Objective Response Rate	approximately 2 years 4 months (From Study start date [27 May 2011] up to interim analysis data cut-off [16 September 2013])	The objective response rate (ORR) is defined as the percentage of participants who achieved a Complete response (CR) or partial response (PR) as best responses. according to Response Evaluation Criteria in Solid Tumors, Version 1.1 (RECIST). CR defined as disappearance of all target lesions. Any pathological lymph nodes must have reduction in short axis to less than 10 millimeter (mm). PR defined as at least 30 percent (%) decrease in sum of the diameters of the target lesions taking as reference the Baseline sum diameters. Confirmed responses are those that persist on repeat imaging study for at least 4 weeks after initial documentation of response. Independent Data Monitoring Committee performed ongoing safety monitoring and conducted the interim analysis after 189 death events and 329 PFS events were observed.
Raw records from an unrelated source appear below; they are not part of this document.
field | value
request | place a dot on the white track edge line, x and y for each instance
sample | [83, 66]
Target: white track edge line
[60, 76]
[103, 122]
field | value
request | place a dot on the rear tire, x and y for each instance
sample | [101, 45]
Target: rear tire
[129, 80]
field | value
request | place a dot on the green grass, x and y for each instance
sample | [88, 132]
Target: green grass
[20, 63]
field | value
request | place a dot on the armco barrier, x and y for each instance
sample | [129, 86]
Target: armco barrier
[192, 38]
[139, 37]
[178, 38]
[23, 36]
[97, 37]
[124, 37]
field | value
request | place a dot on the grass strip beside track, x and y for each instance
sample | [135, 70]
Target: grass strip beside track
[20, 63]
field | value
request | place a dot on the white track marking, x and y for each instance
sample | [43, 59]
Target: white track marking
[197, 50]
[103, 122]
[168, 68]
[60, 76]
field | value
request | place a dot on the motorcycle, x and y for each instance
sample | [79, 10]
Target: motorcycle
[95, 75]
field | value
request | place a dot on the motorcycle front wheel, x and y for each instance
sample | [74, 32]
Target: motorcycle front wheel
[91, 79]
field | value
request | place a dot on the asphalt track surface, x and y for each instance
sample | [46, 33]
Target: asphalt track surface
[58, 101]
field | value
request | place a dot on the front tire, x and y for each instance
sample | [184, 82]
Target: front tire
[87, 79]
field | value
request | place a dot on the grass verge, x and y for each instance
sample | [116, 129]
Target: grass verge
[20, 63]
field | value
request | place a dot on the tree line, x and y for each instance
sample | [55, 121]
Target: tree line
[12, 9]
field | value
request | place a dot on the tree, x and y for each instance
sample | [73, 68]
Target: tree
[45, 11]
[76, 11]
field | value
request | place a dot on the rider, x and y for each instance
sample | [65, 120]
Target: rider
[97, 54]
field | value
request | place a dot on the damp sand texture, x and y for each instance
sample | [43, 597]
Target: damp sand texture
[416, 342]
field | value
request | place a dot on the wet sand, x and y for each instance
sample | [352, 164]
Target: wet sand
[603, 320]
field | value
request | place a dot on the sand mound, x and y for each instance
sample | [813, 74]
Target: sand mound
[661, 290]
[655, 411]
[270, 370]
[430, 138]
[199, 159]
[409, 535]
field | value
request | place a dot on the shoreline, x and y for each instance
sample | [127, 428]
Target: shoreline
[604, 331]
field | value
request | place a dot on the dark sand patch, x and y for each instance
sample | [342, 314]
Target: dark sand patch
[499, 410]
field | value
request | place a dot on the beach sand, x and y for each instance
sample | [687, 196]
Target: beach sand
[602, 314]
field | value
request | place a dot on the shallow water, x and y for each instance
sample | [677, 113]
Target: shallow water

Progression-Free Survival (PFS)	approximately 2 years 4 months (From Study start date [27 May 2011] up to interim analysis data cut-off [16 September 2013])	The Progression-Free Survival (PFS) was assessed as median number of months from baseline until the first documented sign of disease progression (increase in disease; radiographic, clinical, or both) or death due to any cause, whichever occurred earlier. Independent Data Monitoring Committee performed ongoing safety monitoring and conducted the interim analysis after 189 death events and 329 PFS events were observed.
Time to Progression	approximately 2 years 4 months (From Study start date [27 May 2011] up to interim analysis data cut-off [16 September 2013])	Time interval in months between the date of randomization and the date of disease progression or death due to progression, whichever occurred first.; Independent Data Monitoring Committee performed ongoing safety monitoring and conducted the interim analysis after 189 death events and 329 PFS events were observed.